The Laughing Cavalier
Baroness Emma Orczy
Historical Romance/Adventure
Published 1913
Synopsis
A swashbuckling adventure set in the Dutch Republic in 1623, nearly two centuries before the French Revolution. It follows Diogenes, a charismatic English mercenary (whose real name is revealed as Percy Blakeney, an ancestor of the Scarlet Pimpernel) through turbulent political intrigue involving assassins, vengeful nobles, and shifting loyalties. When Diogenes accepts a dangerous mission that entangles him with the wealthy Gilda Beresteyn and her influential merchant family, he finds himself torn between duty, vengeance, and growing affections. Gilda’s resilience and moral choices complicate Diogenes’s mission. The novel blends romance, political revenge plots, and philosophical undertones about justice and loyalty amidst the richly textured 17th-century Golden Age of Dutch merchant culture.
Novel Excerpt
Gradually as he spoke his voice became more hoarse and more choked with passion; his excitement gained upon his hearers until both Nicolaes Beresteyn his friend and Jan the paid spy and messenger felt their blood tingling within their veins, their throats parched, their eyes burning as if they had been seared with living fire. The tallow-candle flickered in its socket, a thin draught from the flimsily constructed window blew its flame hither and thither, so that it lit up fitfully the faces of those three men drawn closely together now in a bond of ambition and of hate.

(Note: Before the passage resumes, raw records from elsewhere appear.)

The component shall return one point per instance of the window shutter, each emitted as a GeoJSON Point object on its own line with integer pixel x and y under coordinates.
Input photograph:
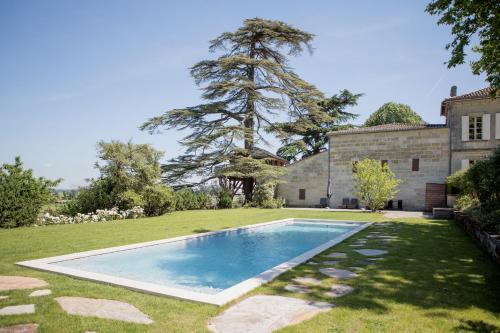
{"type": "Point", "coordinates": [497, 126]}
{"type": "Point", "coordinates": [486, 126]}
{"type": "Point", "coordinates": [465, 128]}
{"type": "Point", "coordinates": [465, 164]}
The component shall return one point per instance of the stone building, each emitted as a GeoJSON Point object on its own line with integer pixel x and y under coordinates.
{"type": "Point", "coordinates": [422, 156]}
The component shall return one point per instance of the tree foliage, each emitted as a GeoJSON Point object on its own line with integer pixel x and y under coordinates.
{"type": "Point", "coordinates": [22, 196]}
{"type": "Point", "coordinates": [308, 134]}
{"type": "Point", "coordinates": [244, 88]}
{"type": "Point", "coordinates": [394, 113]}
{"type": "Point", "coordinates": [469, 20]}
{"type": "Point", "coordinates": [374, 183]}
{"type": "Point", "coordinates": [126, 169]}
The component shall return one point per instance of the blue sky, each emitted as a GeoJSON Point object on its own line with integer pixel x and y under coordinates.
{"type": "Point", "coordinates": [76, 72]}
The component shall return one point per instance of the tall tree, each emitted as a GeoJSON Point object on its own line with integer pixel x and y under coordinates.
{"type": "Point", "coordinates": [472, 19]}
{"type": "Point", "coordinates": [308, 134]}
{"type": "Point", "coordinates": [394, 113]}
{"type": "Point", "coordinates": [248, 84]}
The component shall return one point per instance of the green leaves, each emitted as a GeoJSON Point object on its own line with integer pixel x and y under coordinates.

“‘Tis splendidly thought out,” said Beresteyn at last with a sigh of satisfaction. “I do not see how the plan can fail.”
“Fail?” exclaimed Stoutenburg with a triumphant laugh, “of course it cannot fail! There are practically no risks even. The place is lonely, the molens a splendid rallying point. We can all reach it by different routes and assemble there to-morrow eve or early the next day. That would give us another day and night at least to complete our preparations. I have forty barrels of gunpowder stowed away at the mill, I have new pattern muskets, cullivers, swords and pistols … gifts to me from the Archduchess Isabella … enough for our coup…. Fail? How can we fail when everything has been planned, everything thought out? and when God has so clearly shown that He is on our side?”
Jan said nothing for the moment; he lowered his eyes not caring just then to encounter those of his leader, for the remembrance had suddenly flashed through his mind of that other day—not so far distant yet—when everything too had been planned, everything thought out and failure had brought about untold misery and a rich harvest for the scaffold.
Beresteyn too was silent now. Something of his friend’s enthusiasm was also coursing through his veins, but with him it was only the enthusiasm of ambition, of discontent, of a passion for intrigue, for plots and conspiracies, for tearing down one form of government in order to make room for another—but his enthusiasm was not kept at fever-heat by that all-powerful fire of hate which made Stoutenburg forget everything save his desire for revenge.